Tano – Grano & Brace: nasce la “trattoria del fuoco”, un’unione di convivialità e natura a Spello

A Spello nasce Tano, una braceria contemporanea immersa nella natura umbra dove grano e fuoco si incontrano in un’esperienza autentica, conviviale e raffinata

Foto: Ufficio stampa

C’è un nuovo modo di intendere il lusso, fatto di autenticità, materia e tempo. Nasce così Tano – Grano & Brace, una braceria contemporanea immersa nella campagna umbra, a Spello, dove il paesaggio diventa parte integrante dell’esperienza. Tra vigneti, colline e silenzi, ma connesso all’energia del territorio, Tano si inserisce in un ecosistema già vivo, accanto al wine resort La Favorita e alla sua osteria, creando un luogo in cui ospitalità, cucina e convivialità si fondono in modo naturale. Qui non si viene solo per mangiare, ma per vivere un momento: un aperitivo al tramonto a bordo piscina, una cena sotto le stelle, un soggiorno lento negli appartamenti indipendenti pensati per chi cerca libertà e autenticità.

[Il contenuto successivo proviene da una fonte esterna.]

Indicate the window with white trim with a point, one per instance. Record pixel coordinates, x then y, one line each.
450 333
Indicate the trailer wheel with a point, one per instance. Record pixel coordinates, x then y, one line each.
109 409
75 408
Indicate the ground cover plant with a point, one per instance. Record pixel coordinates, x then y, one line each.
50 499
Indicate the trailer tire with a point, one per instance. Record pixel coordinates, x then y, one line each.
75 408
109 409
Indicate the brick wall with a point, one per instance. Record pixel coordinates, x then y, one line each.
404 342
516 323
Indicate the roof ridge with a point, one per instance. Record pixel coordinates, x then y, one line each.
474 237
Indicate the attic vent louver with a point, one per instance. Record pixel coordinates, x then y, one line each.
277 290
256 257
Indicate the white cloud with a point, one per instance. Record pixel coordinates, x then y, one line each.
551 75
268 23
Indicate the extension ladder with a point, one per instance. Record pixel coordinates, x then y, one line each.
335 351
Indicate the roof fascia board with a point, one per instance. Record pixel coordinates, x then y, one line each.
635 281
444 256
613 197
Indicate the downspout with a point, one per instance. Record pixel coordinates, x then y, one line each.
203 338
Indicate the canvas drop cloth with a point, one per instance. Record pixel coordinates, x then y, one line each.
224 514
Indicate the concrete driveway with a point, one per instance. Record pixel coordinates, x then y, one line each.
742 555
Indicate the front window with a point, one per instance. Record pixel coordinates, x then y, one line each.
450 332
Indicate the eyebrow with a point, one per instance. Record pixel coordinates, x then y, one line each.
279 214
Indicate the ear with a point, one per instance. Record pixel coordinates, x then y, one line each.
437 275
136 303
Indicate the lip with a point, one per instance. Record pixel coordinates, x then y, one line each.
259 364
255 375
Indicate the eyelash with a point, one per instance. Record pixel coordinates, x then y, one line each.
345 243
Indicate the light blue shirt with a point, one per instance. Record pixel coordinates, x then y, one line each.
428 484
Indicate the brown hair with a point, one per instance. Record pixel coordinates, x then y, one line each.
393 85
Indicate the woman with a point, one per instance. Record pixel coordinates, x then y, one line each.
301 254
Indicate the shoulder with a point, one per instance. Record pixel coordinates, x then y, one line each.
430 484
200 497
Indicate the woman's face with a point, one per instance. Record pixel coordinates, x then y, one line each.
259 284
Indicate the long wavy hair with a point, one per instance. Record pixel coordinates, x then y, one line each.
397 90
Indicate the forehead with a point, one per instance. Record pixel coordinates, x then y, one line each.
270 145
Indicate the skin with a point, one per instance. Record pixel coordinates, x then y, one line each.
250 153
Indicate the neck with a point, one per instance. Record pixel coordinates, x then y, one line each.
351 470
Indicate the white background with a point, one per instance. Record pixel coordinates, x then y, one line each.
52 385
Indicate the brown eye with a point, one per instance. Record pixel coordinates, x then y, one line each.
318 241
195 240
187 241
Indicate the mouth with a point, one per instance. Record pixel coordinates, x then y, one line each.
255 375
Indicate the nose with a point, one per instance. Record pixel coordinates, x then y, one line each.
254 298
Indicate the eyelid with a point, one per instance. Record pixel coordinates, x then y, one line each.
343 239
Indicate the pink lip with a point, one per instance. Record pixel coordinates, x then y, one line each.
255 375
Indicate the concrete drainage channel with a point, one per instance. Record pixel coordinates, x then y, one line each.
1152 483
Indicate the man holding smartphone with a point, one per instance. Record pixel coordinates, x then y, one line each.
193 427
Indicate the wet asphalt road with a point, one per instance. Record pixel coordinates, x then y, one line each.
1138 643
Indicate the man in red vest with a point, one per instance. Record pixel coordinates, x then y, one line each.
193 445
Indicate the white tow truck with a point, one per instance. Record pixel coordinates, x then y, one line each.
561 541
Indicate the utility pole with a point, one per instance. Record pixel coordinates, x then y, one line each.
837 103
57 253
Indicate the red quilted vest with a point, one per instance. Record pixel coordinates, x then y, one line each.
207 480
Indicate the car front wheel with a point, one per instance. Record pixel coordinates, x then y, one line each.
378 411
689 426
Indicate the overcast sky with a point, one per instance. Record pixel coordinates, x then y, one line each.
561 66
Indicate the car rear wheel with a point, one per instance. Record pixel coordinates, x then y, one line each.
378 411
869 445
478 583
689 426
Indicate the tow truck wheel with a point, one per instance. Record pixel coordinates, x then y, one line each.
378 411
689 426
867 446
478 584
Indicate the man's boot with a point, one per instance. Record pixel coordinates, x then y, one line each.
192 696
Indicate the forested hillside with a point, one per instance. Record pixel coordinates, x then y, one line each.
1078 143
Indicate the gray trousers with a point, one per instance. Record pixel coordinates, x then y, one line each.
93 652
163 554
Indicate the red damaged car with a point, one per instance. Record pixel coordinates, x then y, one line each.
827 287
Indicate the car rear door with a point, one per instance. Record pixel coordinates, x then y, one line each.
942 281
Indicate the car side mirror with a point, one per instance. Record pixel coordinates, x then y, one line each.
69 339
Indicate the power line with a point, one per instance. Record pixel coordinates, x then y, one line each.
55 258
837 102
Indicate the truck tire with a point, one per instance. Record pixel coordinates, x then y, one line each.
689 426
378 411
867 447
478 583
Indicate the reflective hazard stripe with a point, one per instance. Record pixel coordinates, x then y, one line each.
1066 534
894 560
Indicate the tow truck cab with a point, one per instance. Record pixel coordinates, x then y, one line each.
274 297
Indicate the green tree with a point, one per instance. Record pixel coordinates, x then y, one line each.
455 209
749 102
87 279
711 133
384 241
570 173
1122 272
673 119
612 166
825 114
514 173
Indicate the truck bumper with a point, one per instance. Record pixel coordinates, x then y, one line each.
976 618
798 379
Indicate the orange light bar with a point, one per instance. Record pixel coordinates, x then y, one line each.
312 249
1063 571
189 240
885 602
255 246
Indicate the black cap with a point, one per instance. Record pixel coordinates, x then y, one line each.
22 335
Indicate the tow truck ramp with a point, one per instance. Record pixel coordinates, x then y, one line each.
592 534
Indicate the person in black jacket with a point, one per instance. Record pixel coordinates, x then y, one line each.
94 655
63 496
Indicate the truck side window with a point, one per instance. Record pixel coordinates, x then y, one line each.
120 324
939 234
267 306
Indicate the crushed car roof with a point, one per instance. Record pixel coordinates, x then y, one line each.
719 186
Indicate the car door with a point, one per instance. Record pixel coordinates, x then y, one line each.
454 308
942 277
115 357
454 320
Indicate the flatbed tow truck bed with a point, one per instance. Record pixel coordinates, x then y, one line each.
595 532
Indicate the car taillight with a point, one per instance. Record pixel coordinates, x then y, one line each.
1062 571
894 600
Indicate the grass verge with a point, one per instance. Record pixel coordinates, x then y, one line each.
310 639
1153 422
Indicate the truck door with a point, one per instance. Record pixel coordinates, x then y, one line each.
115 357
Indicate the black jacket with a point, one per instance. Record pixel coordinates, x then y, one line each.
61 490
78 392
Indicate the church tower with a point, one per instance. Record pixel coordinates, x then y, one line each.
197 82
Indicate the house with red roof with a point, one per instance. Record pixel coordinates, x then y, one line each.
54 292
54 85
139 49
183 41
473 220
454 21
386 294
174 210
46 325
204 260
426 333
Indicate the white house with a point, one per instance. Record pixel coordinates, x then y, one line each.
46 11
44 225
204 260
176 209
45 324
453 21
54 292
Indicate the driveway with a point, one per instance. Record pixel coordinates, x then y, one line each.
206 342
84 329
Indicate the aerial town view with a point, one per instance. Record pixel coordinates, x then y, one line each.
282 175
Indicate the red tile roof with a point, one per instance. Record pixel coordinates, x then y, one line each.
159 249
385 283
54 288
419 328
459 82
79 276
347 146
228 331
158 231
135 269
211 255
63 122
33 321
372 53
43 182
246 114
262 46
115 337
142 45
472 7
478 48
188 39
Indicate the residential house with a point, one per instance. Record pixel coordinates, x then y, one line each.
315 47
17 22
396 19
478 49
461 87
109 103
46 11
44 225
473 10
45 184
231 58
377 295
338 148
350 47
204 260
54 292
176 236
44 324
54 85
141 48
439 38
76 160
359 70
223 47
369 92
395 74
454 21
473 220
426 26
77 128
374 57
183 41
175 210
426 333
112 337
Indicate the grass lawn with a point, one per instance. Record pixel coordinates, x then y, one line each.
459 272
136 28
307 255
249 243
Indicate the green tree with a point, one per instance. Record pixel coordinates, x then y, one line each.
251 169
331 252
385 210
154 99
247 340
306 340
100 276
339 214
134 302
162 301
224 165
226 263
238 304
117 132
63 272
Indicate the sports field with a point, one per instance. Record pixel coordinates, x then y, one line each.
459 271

Grano e fuoco: una nuova grammatica del gusto

Il cuore del progetto è una dualità precisa e potente: il grano e la brace. Due elementi primordiali che diventano linguaggio gastronomico e identità. Da una parte, impasti a lunga lievitazione, fragranti e aromatici, capaci di raccontare il tempo e la cura; dall’altra, il fuoco, vivo e scenografico, che esalta la materia prima attraverso cotture essenziali e rispettose.

Tano non è una semplice braceria. È una “trattoria del fuoco” che supera le categorie tradizionali: non steakhouse, non pizzeria, non trattoria classica, ma un format ibrido dove arte bianca e cucina alla brace dialogano con equilibrio contemporaneo. La brace è visibile, centrale, parte della narrazione. Il forno completa l’esperienza, trasformando pane e focacce in elementi identitari, non accessori.

Foto: Ufficio stampa

Una cucina che invita alla condivisione

Il menu riflette questa doppia anima con coerenza e naturalezza, costruendo un percorso pensato per essere condiviso. Si inizia con il Tagliere di Tano, una sequenza di sapori che racconta il territorio: norcineria selezionata, focaccella calda e verdure di stagione lavorate alla brace.

La proposta si sviluppa poi attorno al fuoco, vero protagonista. Gli spiedi – dalla versione tradizionale al più ricercato spiedo nobile – esprimono una cucina diretta, fatta di croste perfette e succhi trattenuti. I tagli più importanti, come il filetto o la costata frollata, raccontano un approccio tecnico preciso, dove il controllo del calore e dei tempi diventa gesto artigianale.

Accanto alla carne, piatti come il galletto laccato o la trippa alla brace reinterpretano la tradizione con uno sguardo contemporaneo, mantenendo sempre al centro la qualità della materia prima.

Foto: Ufficio stampa

Il lusso del tempo condiviso

A guidare la cucina è lo chef Lorenzo Iannotti, mentre in sala Massimiliano Menghini costruisce un’esperienza coerente, informale ma attenta. L’ambiente riflette questa filosofia: luci calde, tavoli conviviali, ritmi rilassati. Tano è pensato per accogliere, non per impressionare. È uno spazio dove il tempo rallenta e la tavola torna a essere un gesto condiviso, quasi rituale.

In un panorama spesso dominato dall’estetica, qui il lusso è più profondo: è nella verità del fuoco, nella semplicità di un impasto perfetto, nella bellezza di stare insieme senza sovrastrutture.